Black Bean Stuffed Sweet Potatoes

Shopping List:

Black Bean Stuffed Sweet Potatoes

  • 2 Small Sweet Potatoes
  • 1 15.5 oz. can black beans, drained and rinsed
  • ½ cup chopped yellow onion
  • ½ cup chopped tomatoes
  • ½ tsp. coriander
  • ¾ tsp. cumin
  • ¼ tsp. sea salt
  • 1 tbsp. olive oil
  • 1 tbsp. lime juice
  • 1 avocado, chopped
  • Fresh parsley or cilantro (optional)
CASHEW CREMA:
  • 1 cup raw cashews soaked for ½ hour
  • 1 cup water
  • 2 tsp. fresh lemon juice
  • ¼ tsp salt

Mixing Your Goods:

Black Bean Stuffed Sweet Potatoes – Preheat oven to 400 degrees. Pierce sweet potatoes with a fork and place on a baking sheet. Bake 45 minutes – 1 hour or until tender.

Heat olive oil over medium heat in a large pan. Add onion and sauté until translucent and soft. Add black beans, tomatoes, sea salt, coriander and cumin. Sauté until heated through. Add the lime juice and set aside.
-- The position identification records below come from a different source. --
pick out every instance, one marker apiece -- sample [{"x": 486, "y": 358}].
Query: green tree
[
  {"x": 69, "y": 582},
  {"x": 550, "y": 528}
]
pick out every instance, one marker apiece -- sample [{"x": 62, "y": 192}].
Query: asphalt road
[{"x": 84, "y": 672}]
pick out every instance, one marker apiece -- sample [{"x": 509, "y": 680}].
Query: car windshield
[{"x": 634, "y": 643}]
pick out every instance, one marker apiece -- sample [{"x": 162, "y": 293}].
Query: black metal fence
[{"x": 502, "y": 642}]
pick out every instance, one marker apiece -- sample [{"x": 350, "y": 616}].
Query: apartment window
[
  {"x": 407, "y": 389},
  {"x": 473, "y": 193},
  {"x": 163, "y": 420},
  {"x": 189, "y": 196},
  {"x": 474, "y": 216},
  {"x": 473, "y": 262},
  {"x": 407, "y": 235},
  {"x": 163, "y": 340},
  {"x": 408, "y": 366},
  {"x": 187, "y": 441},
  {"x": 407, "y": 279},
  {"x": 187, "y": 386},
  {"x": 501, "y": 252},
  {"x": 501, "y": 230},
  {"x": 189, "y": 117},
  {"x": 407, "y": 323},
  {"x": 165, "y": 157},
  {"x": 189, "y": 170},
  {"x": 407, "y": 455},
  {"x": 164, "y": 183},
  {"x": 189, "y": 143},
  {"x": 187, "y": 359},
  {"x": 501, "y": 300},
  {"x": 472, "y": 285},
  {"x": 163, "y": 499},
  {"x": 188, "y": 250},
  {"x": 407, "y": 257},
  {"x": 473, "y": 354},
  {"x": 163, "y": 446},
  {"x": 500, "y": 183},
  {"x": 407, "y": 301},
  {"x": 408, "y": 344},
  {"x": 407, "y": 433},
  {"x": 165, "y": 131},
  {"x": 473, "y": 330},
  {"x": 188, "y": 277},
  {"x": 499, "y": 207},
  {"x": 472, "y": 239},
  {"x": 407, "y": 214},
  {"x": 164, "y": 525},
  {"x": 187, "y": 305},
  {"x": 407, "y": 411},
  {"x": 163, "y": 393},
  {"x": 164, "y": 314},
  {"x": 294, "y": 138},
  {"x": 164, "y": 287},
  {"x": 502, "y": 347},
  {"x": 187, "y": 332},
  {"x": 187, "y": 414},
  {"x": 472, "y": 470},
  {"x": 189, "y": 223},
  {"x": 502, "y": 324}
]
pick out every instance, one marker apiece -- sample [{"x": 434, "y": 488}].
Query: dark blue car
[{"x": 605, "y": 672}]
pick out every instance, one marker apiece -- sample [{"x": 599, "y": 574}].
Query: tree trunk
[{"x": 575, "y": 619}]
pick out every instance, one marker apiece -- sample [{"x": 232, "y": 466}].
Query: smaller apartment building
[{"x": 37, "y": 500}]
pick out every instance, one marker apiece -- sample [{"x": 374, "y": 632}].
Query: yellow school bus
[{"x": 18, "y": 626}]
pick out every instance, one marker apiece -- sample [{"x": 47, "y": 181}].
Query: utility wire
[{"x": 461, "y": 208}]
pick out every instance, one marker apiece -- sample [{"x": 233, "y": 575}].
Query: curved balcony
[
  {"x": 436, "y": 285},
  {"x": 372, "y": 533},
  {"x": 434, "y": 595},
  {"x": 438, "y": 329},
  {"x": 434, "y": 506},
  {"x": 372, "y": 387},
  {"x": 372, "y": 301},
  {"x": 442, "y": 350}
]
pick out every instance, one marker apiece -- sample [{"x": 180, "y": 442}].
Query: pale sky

To make the cashew crema, drain and rinse cashews. Place all ingredients in a food processor and process until smooth like sour cream. Add additional water if necessary.

To assemble, slice top of baked sweet potatoes and mash a bit with a fork. Top with black bean mixture, chopped avocado, and optional herbs. Drizzle with cashew crema.